Los datos que figuran en el listado son realmente sobrecogedores y ponen de manifiesto en manos de que caterva de indocumentados/indocumentadas estamos.

La lista, como he señalado, incluía doce nombres. De ellos, cinco hombres y siete mujeres, todos ellos comprendidos entre los 31 y los 47 años, es decir, ninguno niño/niña/niñe de teta, más bien todos talluditos y en edad más que suficiente para estar dentro del mercado laboral.

De los doce, al menos tres son Ministros de este gobierno de chiste y chirigota y digo al menos tres ya que como no conozco ni me suena la inmensa mayoría de los ministros/ministras puede que sea alguno más.  

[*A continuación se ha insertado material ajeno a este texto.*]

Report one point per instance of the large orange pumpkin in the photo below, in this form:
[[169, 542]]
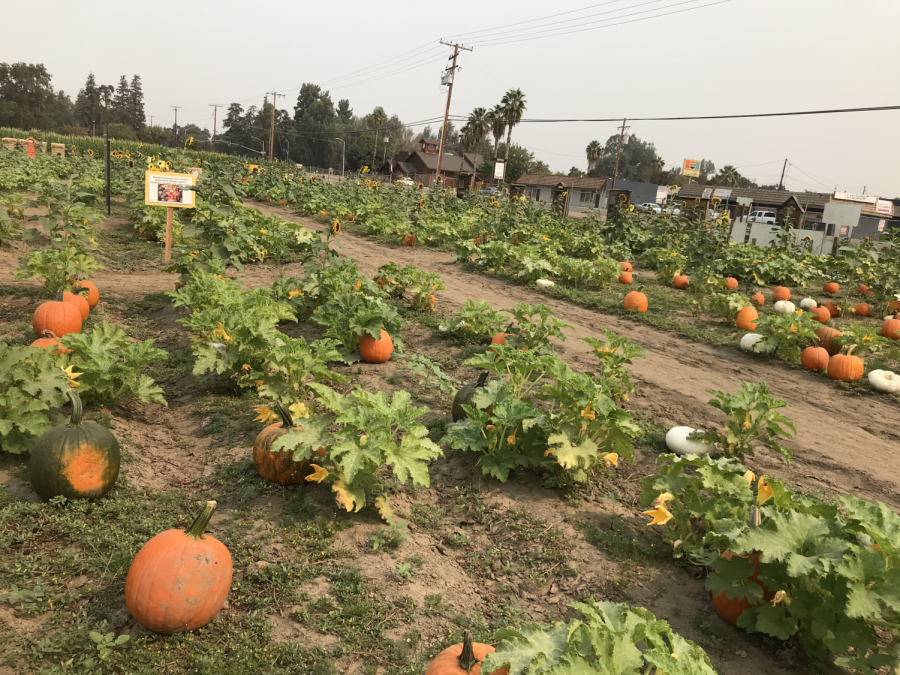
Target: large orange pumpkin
[[463, 659], [846, 367], [180, 579], [891, 328], [57, 317], [376, 351], [79, 301], [814, 358], [781, 293], [93, 293], [279, 467], [636, 300], [746, 318]]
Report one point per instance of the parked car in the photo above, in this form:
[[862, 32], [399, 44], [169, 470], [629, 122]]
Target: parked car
[[764, 217]]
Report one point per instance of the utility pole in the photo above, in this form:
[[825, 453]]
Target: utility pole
[[272, 132], [176, 107], [619, 152], [781, 182], [215, 107], [449, 81]]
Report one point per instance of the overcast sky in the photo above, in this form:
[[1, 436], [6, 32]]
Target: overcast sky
[[618, 58]]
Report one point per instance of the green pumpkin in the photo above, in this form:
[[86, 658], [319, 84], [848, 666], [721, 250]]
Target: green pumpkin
[[464, 397], [78, 460]]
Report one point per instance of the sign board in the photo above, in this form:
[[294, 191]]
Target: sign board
[[167, 189], [691, 167], [853, 197]]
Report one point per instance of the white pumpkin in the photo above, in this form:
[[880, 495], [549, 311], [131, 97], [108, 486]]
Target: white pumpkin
[[678, 442], [808, 304], [748, 342], [785, 307], [885, 380]]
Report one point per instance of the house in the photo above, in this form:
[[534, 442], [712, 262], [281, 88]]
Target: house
[[421, 164], [582, 195]]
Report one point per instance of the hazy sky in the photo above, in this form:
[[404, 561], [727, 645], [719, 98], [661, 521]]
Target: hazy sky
[[736, 56]]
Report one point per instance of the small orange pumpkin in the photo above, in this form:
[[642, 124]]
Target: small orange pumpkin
[[821, 314], [846, 367], [376, 351], [746, 318], [814, 358], [57, 317], [781, 293], [636, 300], [279, 467], [179, 580], [79, 301], [463, 659]]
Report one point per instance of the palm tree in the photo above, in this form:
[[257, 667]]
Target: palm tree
[[728, 175], [594, 152], [513, 103], [498, 127]]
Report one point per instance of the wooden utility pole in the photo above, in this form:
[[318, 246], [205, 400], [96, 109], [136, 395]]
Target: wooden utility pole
[[618, 152], [272, 132], [215, 107], [456, 48]]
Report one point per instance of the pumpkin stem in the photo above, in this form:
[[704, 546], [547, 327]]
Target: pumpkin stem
[[77, 410], [286, 420], [467, 659], [196, 530]]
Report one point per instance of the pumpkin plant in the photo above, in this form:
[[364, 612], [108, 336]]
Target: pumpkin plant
[[753, 420]]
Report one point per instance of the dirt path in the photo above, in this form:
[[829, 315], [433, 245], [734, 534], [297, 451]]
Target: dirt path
[[845, 444]]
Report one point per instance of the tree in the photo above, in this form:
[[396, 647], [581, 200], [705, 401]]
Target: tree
[[594, 152], [513, 103]]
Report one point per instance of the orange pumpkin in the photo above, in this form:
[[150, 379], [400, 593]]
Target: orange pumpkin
[[462, 659], [636, 300], [279, 467], [826, 336], [821, 314], [846, 367], [79, 301], [376, 351], [93, 295], [781, 293], [814, 358], [891, 328], [57, 317], [180, 579], [746, 318]]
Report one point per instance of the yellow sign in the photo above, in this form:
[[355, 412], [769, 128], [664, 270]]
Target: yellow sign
[[167, 189]]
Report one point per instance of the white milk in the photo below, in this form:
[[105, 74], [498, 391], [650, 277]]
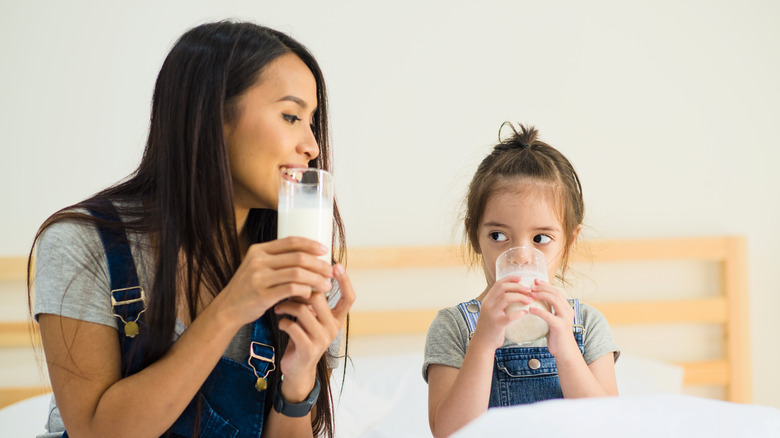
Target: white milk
[[530, 327], [312, 223]]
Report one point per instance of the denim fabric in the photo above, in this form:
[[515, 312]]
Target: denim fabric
[[230, 405], [516, 382]]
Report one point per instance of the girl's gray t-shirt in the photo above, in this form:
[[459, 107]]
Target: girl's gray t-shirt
[[72, 280], [448, 338]]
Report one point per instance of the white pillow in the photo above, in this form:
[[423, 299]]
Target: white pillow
[[638, 375], [383, 396]]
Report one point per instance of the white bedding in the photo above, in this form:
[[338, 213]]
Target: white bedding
[[385, 396], [662, 415]]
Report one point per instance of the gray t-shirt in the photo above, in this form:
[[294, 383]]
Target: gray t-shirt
[[448, 338], [72, 280]]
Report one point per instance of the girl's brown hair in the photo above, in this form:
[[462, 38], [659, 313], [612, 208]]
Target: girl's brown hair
[[523, 156]]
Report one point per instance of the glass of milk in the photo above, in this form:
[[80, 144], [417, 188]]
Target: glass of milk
[[306, 206], [529, 264]]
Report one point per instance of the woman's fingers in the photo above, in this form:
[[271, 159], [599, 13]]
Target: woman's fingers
[[292, 244], [298, 275], [294, 258]]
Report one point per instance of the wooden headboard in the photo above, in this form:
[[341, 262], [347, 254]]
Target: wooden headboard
[[728, 307]]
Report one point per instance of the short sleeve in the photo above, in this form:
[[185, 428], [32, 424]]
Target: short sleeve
[[446, 341], [598, 335], [71, 274]]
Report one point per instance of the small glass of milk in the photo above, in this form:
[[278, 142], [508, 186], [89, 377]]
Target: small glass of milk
[[306, 206], [528, 264]]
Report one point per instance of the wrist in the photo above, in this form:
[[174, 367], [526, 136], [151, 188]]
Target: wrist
[[295, 390], [294, 408]]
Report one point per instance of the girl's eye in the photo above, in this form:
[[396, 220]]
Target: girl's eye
[[291, 118], [542, 239], [498, 236]]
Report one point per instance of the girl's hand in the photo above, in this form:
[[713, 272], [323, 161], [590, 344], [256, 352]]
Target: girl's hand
[[561, 340], [493, 317], [272, 272], [315, 327]]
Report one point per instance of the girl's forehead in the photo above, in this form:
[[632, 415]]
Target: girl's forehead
[[539, 193]]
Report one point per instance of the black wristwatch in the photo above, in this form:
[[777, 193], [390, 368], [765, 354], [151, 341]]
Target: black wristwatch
[[301, 409]]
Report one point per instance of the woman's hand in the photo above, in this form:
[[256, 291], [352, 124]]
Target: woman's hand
[[494, 316], [312, 331], [560, 319], [272, 272]]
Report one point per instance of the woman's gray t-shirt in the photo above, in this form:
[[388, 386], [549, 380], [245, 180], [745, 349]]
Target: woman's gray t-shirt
[[72, 280]]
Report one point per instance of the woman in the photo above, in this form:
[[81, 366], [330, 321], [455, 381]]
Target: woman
[[142, 289]]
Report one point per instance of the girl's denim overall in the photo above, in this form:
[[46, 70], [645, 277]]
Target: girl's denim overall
[[231, 405], [523, 374]]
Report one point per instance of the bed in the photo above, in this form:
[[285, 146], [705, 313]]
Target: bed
[[689, 295]]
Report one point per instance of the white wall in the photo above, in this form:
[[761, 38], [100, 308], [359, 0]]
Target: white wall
[[668, 110]]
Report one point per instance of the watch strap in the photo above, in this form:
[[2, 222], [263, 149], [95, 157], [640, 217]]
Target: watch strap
[[296, 410]]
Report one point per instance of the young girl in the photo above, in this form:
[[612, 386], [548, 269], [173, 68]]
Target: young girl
[[525, 193], [165, 305]]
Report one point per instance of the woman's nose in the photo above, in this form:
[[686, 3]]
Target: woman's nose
[[308, 145]]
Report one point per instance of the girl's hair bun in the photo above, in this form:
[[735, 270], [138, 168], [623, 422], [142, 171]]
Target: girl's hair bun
[[521, 139]]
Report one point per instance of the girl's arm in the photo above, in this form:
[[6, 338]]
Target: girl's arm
[[84, 358], [577, 378], [457, 396]]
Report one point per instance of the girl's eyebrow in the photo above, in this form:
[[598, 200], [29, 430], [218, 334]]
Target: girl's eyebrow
[[494, 224], [294, 99], [548, 229]]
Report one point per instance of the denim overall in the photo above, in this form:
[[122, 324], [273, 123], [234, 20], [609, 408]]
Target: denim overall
[[231, 404], [523, 374]]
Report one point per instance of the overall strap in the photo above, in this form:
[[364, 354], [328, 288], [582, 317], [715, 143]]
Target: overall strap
[[577, 306], [128, 299], [262, 356]]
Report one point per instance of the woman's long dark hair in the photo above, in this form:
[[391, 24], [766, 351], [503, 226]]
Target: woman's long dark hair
[[181, 195]]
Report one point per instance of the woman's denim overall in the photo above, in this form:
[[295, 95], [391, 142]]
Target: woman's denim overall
[[523, 374], [231, 406]]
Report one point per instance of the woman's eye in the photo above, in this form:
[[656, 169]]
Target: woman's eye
[[291, 118], [542, 239], [498, 236]]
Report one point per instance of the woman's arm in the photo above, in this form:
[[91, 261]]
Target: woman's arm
[[84, 368], [315, 327]]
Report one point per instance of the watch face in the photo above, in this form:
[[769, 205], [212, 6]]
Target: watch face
[[295, 409]]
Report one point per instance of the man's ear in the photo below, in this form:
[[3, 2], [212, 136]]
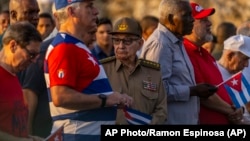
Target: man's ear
[[230, 55]]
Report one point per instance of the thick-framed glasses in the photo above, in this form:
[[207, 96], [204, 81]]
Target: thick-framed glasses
[[31, 54], [125, 41]]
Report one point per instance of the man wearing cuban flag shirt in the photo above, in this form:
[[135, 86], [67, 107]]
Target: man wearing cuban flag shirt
[[80, 96], [234, 59]]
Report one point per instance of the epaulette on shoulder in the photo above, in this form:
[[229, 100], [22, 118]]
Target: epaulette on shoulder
[[150, 64], [108, 59]]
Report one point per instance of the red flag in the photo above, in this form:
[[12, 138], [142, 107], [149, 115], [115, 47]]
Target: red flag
[[56, 136]]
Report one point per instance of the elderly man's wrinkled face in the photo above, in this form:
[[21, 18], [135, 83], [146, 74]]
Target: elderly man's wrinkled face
[[4, 22], [24, 56], [202, 29]]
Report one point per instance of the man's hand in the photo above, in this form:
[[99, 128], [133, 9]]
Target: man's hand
[[203, 90]]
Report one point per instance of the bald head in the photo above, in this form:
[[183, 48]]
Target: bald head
[[24, 10]]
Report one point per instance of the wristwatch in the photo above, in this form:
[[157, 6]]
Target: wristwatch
[[103, 98]]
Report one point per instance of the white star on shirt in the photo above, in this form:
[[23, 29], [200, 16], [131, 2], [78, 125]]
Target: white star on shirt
[[56, 138], [234, 82], [92, 59]]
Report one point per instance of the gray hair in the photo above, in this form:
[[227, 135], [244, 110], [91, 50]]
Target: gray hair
[[62, 14], [22, 32], [244, 29]]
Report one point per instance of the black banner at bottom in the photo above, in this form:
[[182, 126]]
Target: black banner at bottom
[[160, 132]]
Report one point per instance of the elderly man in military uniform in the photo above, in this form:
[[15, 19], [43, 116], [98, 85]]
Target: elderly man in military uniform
[[139, 78]]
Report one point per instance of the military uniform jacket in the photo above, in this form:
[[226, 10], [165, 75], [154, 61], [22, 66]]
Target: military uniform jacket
[[144, 84]]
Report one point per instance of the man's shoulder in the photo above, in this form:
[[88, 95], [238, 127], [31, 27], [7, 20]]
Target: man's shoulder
[[107, 60], [150, 64]]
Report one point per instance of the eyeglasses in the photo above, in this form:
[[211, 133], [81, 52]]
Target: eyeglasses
[[126, 41], [31, 54]]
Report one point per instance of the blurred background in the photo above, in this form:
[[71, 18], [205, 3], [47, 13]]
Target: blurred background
[[235, 11]]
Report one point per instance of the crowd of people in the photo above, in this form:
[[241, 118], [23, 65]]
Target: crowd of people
[[74, 69]]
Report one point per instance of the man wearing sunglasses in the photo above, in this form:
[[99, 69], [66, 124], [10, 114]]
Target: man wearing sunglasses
[[21, 46]]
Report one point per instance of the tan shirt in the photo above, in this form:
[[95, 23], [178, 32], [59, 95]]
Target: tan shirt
[[150, 100]]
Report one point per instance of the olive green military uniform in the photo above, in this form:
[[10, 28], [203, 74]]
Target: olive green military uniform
[[144, 84]]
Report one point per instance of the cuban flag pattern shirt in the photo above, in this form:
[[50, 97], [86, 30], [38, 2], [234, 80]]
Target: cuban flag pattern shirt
[[69, 62]]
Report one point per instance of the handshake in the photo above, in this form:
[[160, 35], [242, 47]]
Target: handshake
[[203, 90]]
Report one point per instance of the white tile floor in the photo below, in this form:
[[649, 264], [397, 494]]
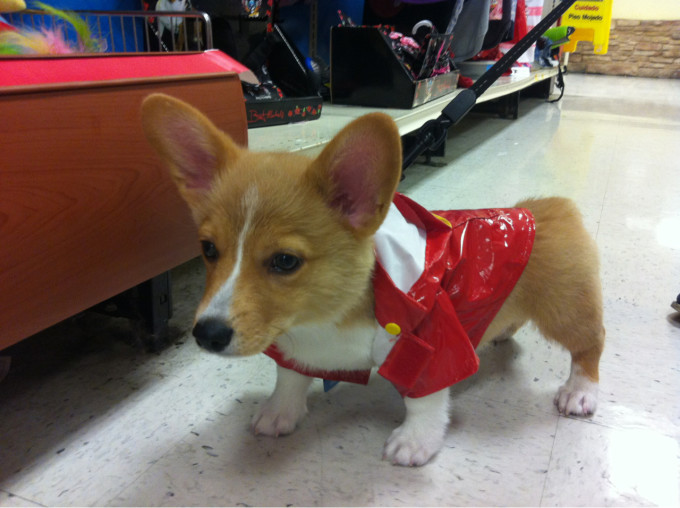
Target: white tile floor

De esta caterva de doce indocumentados, tan solo figuran con experiencia laboral cuatro de ellos y esta experiencia -cajera, empleado en la universidad, técnico social y otro que no figura su empleo- no superó, en ninguno de los casos, un año de vida laboral, el resto, los otros ocho, NO TRABAJARON NUNCA, es decir, no dieron palo al agua.

A la vista de esta desoladora imagen de los tíos y tías encargados de redactar y aprobar las leyes por las que tenemos que regirnos todos los españoles -así nos va-, cabe preguntarse, ¿de qué coño ha vivido esta gente a lo largo de estos años?

Una respuesta podría ser que se trata de una colección de “hijos de papá” reconvertidos a la pijoprogresía comunistoide, de esos que jamás doblaron el espinazo y que han vivido toda su vida a cuenta de los demás, bien por herencia familiar, bien por las paguitas que pudieran recibir por no hacer nada y estar rascándose la entrepierna, con perdón, durante todos estos años.

La otra opción, puede que más plausible, sea que han vivido a cuenta de las cuantiosas subvenciones que reciben los chiringuitos de donde proceden o, incluso, que hayan sido financiados por el partido o lo que sea eso en lo que milita esta tropilla.

Sin embargo, en este caso, cabría preguntarse de dónde salió el dinero para mantenerlos a todos ellos sin trabajar antes de que ocupasen escaño en el Congreso ya que, la aparición de la sectaria podemía en el panorama político nacional, es relativamente reciente.

Todo esto evidencia el estado semi agónico de nuestra sociedad en la que, tipos de esta catadura, ocupan puestos con capacidad de tomar decisiones y, sobre todo, de gastarse nuestros dineros a su antojo, ese que tanto cuesta ganar a los que trabajan o trabajamos.   

Todavía recuerdo cuando escuché decir a alguien que la llegada de la podemía a la escena política suponía una inyección de savia nueva ya que, la mayoría de ellos, eran jóvenes universitarios, ajenos a las corruptelas de la casta política tradicional. Sin embargo, aquella persona que se le llenaba la boca al decirlo, tal vez no supiese que fue, precisamente, en la Universidad donde toda esta tropa se granjeó los “méritos” para llegar a donde han llegado y no precisamente destacando como buenos estudiantes o por su gran formación académica, sino a base de encabezar huelgas, protestas, escraches, mesas contra no sé qué y algaradas en general, en resumen, como activistas que, dando de lado sus obligaciones estudiantiles cuyas matrículas pagamos todos, se granjearon la simpatía de la caverna ultraizquierdosa, eso, amén de otros favores de los que mejor no hablamos.

Es inaceptable desde todo punto de vista que gente como esta, con una formación deficiente, sin experiencia alguna en el mundo laboral, sean los encargados de gestionar la vida y hacienda de los que llevamos toda la vida trabajando y de ellos dependa el futuro de España.

¿Qué puede saber toda esta tropilla de esfuerzos, de sacrificios, de afán de superación, de deslomarse para llegar a fin de mes? Nada ya que su única experiencia radica en formar parte de un partido tóxico, mentiroso y populista que es necesario echar como sea de la escena política y a la mayor brevedad posible.

Un partido al que se le llenaba la boca hablando de justicia social, de igualdad, etc. hasta que sus dirigentes pisaron moqueta, entonces le dieron la espalda a los barrios obreros en los que decían vivir -algunos hasta en eso mintieron- para irse a chalets con piscina en las zonas más caras; darse los grandes festines y olvidarse del pueblo al que decían servir.

Qué lástima que se derogase aquella Ley de vagos y maleantes, por cierto, puesta en vigor por la II República, ya que tal vez nos hubiese liberado de mucho vago, vaga y “vague”, que hay que ser inclusivo.